1:02:44 Then the brain has only one factor, and that is the only instrument you have. And is there an observation – please, just listen, find out, I am just suggesting this, looking into it, is there an observation without knowledge, an observation in which there is no experience. The moment you have experience there must be an experiencer – I don't know if you follow this – therefore division. So is there an observation without any quality of remembrance, any quality of observing with knowledge? You understand? That is, sir, when you look at your wife, or your husband, or at the tree, or the cloud or something or other, do you observe without the word, the word being merely the symbol? Can you observe – please do it as you are sitting, perhaps you are sitting next to your wife, or your husband, can you look without the word? Which means, can you look without the image which you have created about her or him? Do you understand? Can you? Or you discover that you are caught in a verbal structure. You understand? And the verbal structure is not the wife or the husband. Are you all tired? So you have to find out, is there an observation, and therefore action, because when you observe danger you act instantly, physical danger, meeting a tiger, a cobra, there is instant action.

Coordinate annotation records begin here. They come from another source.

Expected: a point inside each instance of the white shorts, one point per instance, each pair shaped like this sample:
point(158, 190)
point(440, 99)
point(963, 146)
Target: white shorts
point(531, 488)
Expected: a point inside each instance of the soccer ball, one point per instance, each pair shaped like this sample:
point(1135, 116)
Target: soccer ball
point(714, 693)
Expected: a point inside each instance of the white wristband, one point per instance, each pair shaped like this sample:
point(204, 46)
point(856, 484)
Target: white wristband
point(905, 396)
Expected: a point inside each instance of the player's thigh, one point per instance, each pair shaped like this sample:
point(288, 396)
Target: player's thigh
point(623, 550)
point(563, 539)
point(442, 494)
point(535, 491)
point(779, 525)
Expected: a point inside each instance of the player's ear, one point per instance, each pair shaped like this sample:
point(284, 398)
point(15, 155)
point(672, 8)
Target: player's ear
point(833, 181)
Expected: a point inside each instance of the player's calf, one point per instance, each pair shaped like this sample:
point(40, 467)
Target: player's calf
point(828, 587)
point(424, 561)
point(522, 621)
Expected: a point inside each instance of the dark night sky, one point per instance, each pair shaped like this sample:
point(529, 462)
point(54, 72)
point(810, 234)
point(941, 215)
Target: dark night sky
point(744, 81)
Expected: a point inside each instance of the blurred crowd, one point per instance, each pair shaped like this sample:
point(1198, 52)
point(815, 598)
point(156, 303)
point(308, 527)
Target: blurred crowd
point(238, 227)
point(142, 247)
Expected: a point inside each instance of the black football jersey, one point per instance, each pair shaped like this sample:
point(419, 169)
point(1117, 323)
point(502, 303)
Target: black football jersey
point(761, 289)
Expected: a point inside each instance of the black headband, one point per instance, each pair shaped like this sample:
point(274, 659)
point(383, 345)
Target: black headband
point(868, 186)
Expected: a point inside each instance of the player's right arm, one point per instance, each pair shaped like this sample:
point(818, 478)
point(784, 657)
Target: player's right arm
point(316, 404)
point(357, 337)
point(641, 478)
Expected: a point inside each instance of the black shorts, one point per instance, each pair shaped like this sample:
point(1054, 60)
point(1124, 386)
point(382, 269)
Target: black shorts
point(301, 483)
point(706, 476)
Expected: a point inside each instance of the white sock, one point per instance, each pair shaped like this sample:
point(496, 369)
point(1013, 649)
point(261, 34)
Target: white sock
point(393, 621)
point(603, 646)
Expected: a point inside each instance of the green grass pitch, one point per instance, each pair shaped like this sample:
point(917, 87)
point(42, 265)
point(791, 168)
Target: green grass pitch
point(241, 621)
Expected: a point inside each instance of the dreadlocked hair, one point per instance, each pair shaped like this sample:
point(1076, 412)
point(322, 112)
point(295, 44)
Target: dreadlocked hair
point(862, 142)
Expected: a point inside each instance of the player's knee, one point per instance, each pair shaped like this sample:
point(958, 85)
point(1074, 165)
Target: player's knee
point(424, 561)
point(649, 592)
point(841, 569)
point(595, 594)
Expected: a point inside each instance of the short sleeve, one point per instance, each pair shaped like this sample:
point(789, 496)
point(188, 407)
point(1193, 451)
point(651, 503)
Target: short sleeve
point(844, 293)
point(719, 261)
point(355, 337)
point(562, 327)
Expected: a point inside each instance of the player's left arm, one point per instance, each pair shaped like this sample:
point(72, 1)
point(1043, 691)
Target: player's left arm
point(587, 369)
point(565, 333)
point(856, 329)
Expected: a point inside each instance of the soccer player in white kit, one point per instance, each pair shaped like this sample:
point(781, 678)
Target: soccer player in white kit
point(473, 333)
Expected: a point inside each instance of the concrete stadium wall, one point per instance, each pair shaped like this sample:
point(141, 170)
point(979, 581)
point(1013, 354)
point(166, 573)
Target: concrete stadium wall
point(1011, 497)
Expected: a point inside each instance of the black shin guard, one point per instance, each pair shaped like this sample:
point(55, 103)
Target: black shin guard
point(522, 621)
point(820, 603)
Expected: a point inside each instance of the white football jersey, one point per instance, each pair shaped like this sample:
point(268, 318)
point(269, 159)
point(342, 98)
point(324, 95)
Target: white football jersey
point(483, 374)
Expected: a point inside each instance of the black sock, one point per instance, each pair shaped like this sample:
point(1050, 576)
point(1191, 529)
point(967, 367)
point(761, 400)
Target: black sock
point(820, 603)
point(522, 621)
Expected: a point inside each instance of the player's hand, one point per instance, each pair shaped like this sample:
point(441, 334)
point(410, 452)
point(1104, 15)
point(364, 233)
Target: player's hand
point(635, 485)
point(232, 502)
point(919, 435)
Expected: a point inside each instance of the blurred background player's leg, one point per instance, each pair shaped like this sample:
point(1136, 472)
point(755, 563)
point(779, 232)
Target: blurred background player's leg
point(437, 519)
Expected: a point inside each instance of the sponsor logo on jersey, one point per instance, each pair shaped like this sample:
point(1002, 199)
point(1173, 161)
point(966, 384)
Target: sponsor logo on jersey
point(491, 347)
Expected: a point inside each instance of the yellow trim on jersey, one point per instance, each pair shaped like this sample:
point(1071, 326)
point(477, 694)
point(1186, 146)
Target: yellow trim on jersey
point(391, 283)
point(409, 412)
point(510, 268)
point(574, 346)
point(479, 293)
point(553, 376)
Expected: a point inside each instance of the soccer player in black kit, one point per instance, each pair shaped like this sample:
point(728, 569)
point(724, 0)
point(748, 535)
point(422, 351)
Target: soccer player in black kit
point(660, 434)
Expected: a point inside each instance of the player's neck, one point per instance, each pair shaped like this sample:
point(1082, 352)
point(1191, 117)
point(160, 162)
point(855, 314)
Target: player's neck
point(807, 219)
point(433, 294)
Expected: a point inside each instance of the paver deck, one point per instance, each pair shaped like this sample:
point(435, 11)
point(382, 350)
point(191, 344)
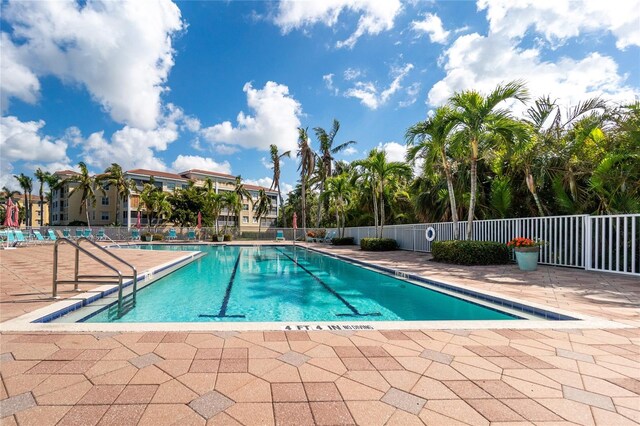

1:05:56 Now you have observed, examined sceptically the whole structure of man's existence – of course all kinds of details which we can go into for which we haven't time, nor is this the occasion – but have you seen as clearly as you see the danger of a tiger, or a cobra, this movement of thought? Which means, is there action which is not divisive, which is whole. That is the test. When the brain is completely non-fragmented by thought, because thought born of knowledge is always limited, because knowledge is never complete. Right? It's obvious. And thought born of knowledge must be incomplete. It can invent, or think about completeness, eternity, immortality – that's all just words. But when that division ceases, then there is a totally different observation and action, in daily life, not in some monastery, or in becoming a sannyasi and all the rest of it, that has also very little significance when you are trying to salvage the brain of humanity.
1:08:02 So, sir, the question really is, deeply: thought is not love. Right? No, please see. Love is not pleasure. And without that, do what you will, go to all the temples in the world, discipline yourself till you are sick of discipline, do all kinds of things, you will not save the brain from its catastrophe.
1:09:04 Right, sirs. May I request that you don't touch my feet and all that nonsense. That's not reverence. Reverence is in your conduct with another. Not with your superiors, politically, powerfully, with yourselves, with your neighbours, with your wife – there it is. Not coming and holding my hand Please, sirs, that's not said out of cruelty or lack of affection.